(John Gibbs, with his signature)
Whilst acquiring his art with Priessnitz, he communicated his experiences to his Enniscorthy friends, who published them in the Wexford newspapers, a selection from which was reproduced as Letters from Grœfenberg, in 1847. A passage in one of these letters, dated 27th November, 1844, indicates the manner in which his attention was drawn to smallpox—
Another case of Smallpox has just been treated by Priessnitz. The patient is the daughter of a peasant in the neighbourhood, and is about twenty years old. She was confined for eight days, and was most profusely covered with the eruption. An Italian physician said that he never saw the symptoms come out better. She had at first the usual treatment—wet sheets, wet rubbings, and tepid baths; and, after the eruption appeared, three wet sheets and three tepid baths daily. She will not have the slightest mark. Under the water cure Smallpox appears to be deprived of half its terrors; as far as my observation extends, it neither robs man of life, nor women of beauty.
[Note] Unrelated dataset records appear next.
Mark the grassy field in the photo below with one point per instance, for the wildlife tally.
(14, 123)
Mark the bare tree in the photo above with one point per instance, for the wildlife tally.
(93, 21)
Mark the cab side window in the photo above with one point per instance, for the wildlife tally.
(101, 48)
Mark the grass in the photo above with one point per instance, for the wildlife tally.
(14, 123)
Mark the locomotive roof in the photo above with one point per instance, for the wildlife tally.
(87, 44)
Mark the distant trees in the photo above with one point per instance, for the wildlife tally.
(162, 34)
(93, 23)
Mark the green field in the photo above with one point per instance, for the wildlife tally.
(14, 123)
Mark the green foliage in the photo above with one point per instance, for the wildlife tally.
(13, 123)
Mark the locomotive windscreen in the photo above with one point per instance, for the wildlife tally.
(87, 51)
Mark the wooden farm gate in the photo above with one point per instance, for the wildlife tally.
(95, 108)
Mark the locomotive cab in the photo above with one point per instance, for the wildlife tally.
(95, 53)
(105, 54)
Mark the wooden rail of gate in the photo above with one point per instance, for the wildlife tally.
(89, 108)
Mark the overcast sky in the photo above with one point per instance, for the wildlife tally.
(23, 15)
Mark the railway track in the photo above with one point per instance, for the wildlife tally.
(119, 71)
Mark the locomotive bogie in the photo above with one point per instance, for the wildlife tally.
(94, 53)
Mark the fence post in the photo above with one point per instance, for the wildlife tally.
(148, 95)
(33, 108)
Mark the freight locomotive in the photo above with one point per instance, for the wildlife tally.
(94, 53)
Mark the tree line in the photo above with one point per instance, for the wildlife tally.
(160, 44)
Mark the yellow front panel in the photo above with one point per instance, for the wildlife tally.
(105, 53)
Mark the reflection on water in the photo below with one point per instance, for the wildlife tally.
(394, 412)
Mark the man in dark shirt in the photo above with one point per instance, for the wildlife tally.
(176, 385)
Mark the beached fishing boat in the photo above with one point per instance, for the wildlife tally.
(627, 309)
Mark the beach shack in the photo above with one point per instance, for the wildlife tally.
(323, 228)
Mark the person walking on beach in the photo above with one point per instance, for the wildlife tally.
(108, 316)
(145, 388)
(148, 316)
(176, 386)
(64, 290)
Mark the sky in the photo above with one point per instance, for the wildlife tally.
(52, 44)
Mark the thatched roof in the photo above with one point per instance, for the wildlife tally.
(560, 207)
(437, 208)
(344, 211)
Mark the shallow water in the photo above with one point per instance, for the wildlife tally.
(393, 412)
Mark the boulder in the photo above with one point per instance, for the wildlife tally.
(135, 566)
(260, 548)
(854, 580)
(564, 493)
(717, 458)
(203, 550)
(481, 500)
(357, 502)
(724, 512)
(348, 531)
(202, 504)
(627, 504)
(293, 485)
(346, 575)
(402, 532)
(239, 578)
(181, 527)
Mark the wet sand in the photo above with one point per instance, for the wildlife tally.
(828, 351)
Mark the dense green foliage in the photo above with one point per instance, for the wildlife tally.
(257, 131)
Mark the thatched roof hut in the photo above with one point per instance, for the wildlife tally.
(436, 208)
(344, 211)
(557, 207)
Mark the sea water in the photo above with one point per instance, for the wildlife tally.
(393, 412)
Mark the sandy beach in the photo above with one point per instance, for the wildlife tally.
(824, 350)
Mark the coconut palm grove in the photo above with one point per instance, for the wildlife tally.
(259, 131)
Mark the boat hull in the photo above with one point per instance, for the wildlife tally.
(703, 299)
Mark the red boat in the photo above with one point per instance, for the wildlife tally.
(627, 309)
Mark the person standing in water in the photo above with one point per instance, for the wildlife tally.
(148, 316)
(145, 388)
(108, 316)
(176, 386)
On his return, he assisted Dr. Lovell in opening a hydropathic establishment at Barking, Essex; and, in 1848, he undertook the medical superintendence of the Grande Chartreuse in Piedmont. There he met Miss Anna Skelton, to whom he was married, at Nice, in 1849. Ultimately he made his home at St. Leonards, Sussex. The passage of the Compulsory Vaccination Act, in 1853, led him to publish a pamphlet, Our Medical Liberties, 1854, which excited the attention and won the approval of many thoughtful people. At the suggestion of Mr. Thomas Baker, he constructed a letter from the substance of the pamphlet, and addressed it to the President of the Board of Health, which, as we have seen, was issued as a parliamentary paper. The more vehement controversy which sprang up in recent years when the Vaccination Act was tightened, found Mr. Gibbs in health too feeble for active exertion. After his wife’s death, he retired to Jersey to be near his sister, Mrs. General Lane, in whose house he died in the winter of 1875.
FOOTNOTES:
[286] Compulsory Vaccination.—Copy of a Letter, dated 30th June, 1855, addressed to the President of the Board of Health by John Gibbs, Esquire, entitled, Compulsory Vaccination briefly considered in its Scientific, Religious, and Political Aspects. Ordered by the House of Commons to be printed, 31st March, 1856.—Folio, pp. 31.
[287] Eruptive Fevers, pp. 5-8. London, 1843.